The Oracle case shows the government’s continued enforcement focus on GSA Schedule contractor liability for defective pricing and civil false claims. Although this case is far from over, contractors should consider the following when evaluating their compliance with GSA Schedule contract requirements:  

  • To comply with the Price Reductions clause, a contractor should have a tracking system that monitors sales to the basis of award customer to ensure the government is receiving appropriate prices and discounts. Pricing or discount arrangements better than those previously offered to the basis of award customer must be reported to the GSA within 15 days and the government’s pricing adjusted accordingly.  

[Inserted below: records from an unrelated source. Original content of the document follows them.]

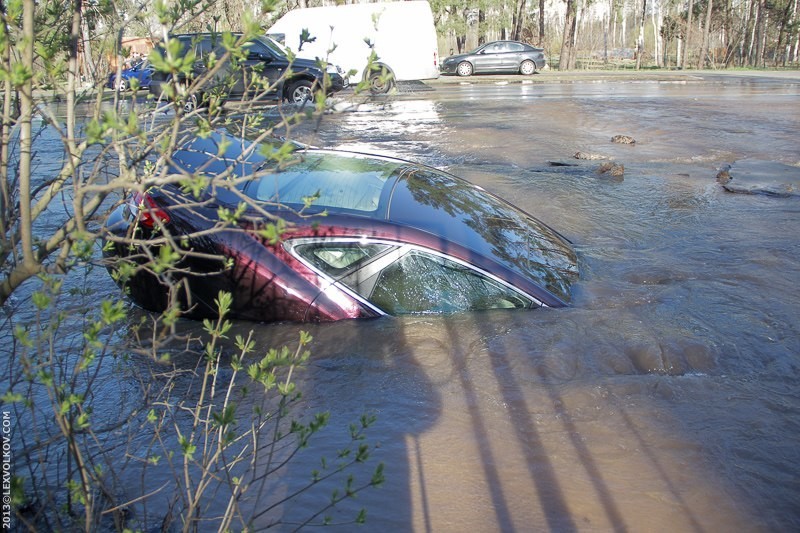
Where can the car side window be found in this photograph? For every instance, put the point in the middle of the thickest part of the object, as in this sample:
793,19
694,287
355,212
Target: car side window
338,258
257,50
420,282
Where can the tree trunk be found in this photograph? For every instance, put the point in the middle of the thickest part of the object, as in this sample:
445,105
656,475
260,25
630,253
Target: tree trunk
567,61
541,22
706,30
481,27
640,40
687,33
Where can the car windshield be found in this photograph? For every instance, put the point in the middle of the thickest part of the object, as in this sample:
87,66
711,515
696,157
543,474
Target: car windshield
276,48
489,226
326,181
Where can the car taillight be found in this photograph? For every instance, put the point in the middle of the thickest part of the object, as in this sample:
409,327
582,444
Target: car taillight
149,212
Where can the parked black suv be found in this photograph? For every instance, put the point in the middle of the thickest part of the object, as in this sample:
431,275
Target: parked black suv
296,80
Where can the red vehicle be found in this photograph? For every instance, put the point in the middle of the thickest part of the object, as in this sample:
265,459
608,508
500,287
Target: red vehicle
365,236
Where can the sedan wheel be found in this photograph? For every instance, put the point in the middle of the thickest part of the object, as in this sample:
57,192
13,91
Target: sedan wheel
527,68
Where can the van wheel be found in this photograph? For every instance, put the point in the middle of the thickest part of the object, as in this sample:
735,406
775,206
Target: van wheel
380,81
464,68
300,92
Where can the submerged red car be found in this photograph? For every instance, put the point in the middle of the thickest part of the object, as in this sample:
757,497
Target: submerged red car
365,236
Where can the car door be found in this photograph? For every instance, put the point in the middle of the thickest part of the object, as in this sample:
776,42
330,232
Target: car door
490,58
261,71
513,57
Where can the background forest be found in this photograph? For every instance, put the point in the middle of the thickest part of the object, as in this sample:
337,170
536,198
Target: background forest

  • The Price Reductions clause is not implicated where the government is not purchasing items under similar terms and conditions. The Price Reductions clause also makes exceptions for sales to commercial customers in excess of the maximum order threshold specified in the GSA Schedule contract, to federal agencies, to state and local government entities when the order is placed under the GSA Schedule contract (and the state or local government entity is the basis of award customer) and when the sale was caused by an error in quotation or billing. The government’s allegations that Oracle manipulated orders by changing the terms of a software license so the license was not similar to the item on Oracle’s MAS schedule suggest the government will scrutinize commercial sales to determine whether a contractor is circumventing the Price Reductions clause.
  • Violating the Price Reductions clause, failing to disclose discounts and other sales data, and making false or misleading statements when negotiating a GSA Schedule contract or contract modifications can create liability under the False Claims Act, making the contractor potentially liable for up to three times the damages that result and a penalty of $5,500 to $11,000 per claim.  
  • Because of the potential liability under the False Claims Act, contractors should be attentive to employees raising questions about discount and pricing practices in connection with GSA Schedule contracts. In the Oracle case, the government cited emails from an employee who was “uncomfortable” with the discounts and expressed concerns about GSA discovering certain transactions. Contractors must have a mechanism for investigating whether such concerns are credible and whether there is evidence of potential violations of the contract, criminal statutes, or the civil False Claims Act. Government contractors and subcontractors are now required to disclose to the government whenever they have credible evidence of certain criminal violations or a violation of the civil False Claims Act in connection with the award, performance, or closeout of a government contract or subcontract. A contractor may also be suspended or debarred for a knowing failure by a principal to timely disclose to the government credible evidence of certain criminal violations, a violation of the civil False Claims Act or a “significant overpayment.”